CRISPR T-cells stem cells HIV gene editing
The CRISPR system (red) at work.

CRISPR—a gene editing technology that lets researchers make precise mutations, deletions and even replacements in genomic DNA—is all the rage among genomic researchers right now. First discovered as a kind of genomic immune memory in bacteria, labs around the world are trying to leverage the technology for diseases ranging from malaria to sickle cell disease to Duchenne muscular dystrophy.

In a paper published yesterday in Cell Stem Cell, a team led by Derrick Rossi, PhD, of Boston Children’s Hospital, and Chad Cowan, PhD, of Massachusetts General Hospital, report a first for CRISPR: efficiently and precisely editing clinically relevant genes out of cells collected directly from people. Specifically, they applied CRISPR to human hematopoietic stem and progenitor cells (HSPCs) and T-cells.

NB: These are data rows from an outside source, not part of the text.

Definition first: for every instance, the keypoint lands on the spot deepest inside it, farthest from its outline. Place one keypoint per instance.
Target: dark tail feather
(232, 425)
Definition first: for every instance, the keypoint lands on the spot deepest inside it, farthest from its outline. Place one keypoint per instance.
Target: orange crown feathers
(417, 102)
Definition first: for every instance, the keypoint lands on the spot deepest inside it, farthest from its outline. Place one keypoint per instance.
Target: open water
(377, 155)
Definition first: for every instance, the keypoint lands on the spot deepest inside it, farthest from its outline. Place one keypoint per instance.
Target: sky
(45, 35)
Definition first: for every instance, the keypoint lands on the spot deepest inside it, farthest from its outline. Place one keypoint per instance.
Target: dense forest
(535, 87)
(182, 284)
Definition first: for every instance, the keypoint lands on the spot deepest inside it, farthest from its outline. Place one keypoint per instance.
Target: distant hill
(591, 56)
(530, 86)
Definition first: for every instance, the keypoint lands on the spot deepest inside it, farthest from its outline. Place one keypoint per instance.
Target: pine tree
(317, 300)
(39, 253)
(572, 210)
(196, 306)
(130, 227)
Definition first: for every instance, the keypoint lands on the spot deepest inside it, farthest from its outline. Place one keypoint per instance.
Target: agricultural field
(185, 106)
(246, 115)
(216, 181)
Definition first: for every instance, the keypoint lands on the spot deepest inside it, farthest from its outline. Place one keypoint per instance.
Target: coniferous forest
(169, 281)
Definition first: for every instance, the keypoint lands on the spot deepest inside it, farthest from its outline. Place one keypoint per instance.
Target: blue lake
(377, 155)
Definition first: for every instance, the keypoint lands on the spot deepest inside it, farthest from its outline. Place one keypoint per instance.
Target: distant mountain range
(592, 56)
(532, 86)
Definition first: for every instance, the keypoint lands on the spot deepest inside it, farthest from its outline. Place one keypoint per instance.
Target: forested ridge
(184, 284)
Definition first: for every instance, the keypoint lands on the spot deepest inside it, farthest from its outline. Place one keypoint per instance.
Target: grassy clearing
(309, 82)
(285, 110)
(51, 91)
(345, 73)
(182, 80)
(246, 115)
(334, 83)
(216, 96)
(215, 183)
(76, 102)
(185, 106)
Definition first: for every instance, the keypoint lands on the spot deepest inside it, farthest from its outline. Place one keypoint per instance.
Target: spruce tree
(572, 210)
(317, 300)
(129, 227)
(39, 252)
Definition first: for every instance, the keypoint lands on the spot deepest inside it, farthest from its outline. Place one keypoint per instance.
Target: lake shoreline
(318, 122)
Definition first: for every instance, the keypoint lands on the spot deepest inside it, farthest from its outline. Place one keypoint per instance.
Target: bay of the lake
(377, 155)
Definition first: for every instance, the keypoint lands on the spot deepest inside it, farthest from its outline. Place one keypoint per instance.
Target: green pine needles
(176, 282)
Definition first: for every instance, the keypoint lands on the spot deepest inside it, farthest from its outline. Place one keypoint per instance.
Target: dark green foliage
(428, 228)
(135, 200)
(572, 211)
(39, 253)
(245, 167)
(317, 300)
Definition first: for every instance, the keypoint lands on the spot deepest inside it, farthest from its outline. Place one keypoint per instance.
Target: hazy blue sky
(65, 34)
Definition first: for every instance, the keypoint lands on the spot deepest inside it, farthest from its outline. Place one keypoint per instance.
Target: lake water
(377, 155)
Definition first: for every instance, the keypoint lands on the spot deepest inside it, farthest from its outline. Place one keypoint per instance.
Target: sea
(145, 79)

“CRISPR has been used a lot for almost two years, and report after report note high efficacy in various cell lines. Nobody had yet reported on the efficacy or utility of CRISPR in primary blood stem cells,” says Rossi, whose lab is in the hospital’s Program in Cellular and Molecular Medicine. “But most researchers would agree that blood will be the first tissue targeted for gene editing-based therapies. You can take blood or stem cells out of a patient, edit them and transplant them back.”

The study also gave the team an opportunity to see just how accurate CRISPR’s cuts are. Their conclusion: It may be closer to being clinic-ready than we thought.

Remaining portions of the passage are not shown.